Lydia didn’t quite know how to respond, so she just said ‘Oh.’

‘There is one other thing that might be interesting, might help when you think about these things. I spoke to a friend of mine at college, a man who knows about statistics, and asked what the
chances were of Susan being so unfortunate. He had no idea, but he did think the whole thing was a great exercise for his students to come up with some ideas on how to calculate it.’

She was on the verge of telling him about her inspired new reading of the journal, but stopped herself. She had been reluctantly forced to discard the idea as soon as she discovered Andrew had not died until eight years after the last journal entry. It had come as a blow, so soon after formulating what seemed like the perfect theory. But ‘Susan the serial killer’ now seemed just as unlikely. ‘You still think that your option three is the answer, don’t you?’

‘I honestly don’t know. But if you send me a copy of that certificate I’ll show it to a doctor friend of mine and do a little digging. Are you still alright about that, Lydia?’

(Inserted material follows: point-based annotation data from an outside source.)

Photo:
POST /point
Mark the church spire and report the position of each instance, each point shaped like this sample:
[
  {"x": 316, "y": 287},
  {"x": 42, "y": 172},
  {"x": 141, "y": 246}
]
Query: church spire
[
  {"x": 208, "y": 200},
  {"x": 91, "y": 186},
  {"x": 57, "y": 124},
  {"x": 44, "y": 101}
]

‘I think so. I mentioned that Dorothy’s not very keen, didn’t I?’

13

‘Oh, right.’ Her brother Brian was surprised and Lydia thought there might have been a touch of relief in his voice when she told him that she would not be seeing him over the Christmas holiday.

‘But if you like I can come over on the Sunday before, I can see you then. I’ll bring the girls’ presents over.’

‘Yes, I’m sure that’ll be fine. I’ll have to check with Joan, but it’ll be ok. So you’re going away?’

‘Yes, a place near Cambridge, just for a night or two.’ Lydia knew she couldn’t get away with saying nothing but wanted to say as little as possible. Anyone on the outside would read far more into her spending time with Stephen at Christmas than they should. But Brian’s curiosity, being that of a man, ran no deeper and additional details were not needed. When she had told Gloria, to pre-empt the inevitable question, Gloria opened her eyes wide and said ‘go get him, girl’, which was far from Lydia’s intentions but further still from what Gloria might once have said. It seemed to Lydia that just as she had found a different side to Gloria, so Gloria in turn had seen something more in Lydia than the staid, go nowhere, do nothing, boring colleague. After all their years of working together they had stopped baiting each other.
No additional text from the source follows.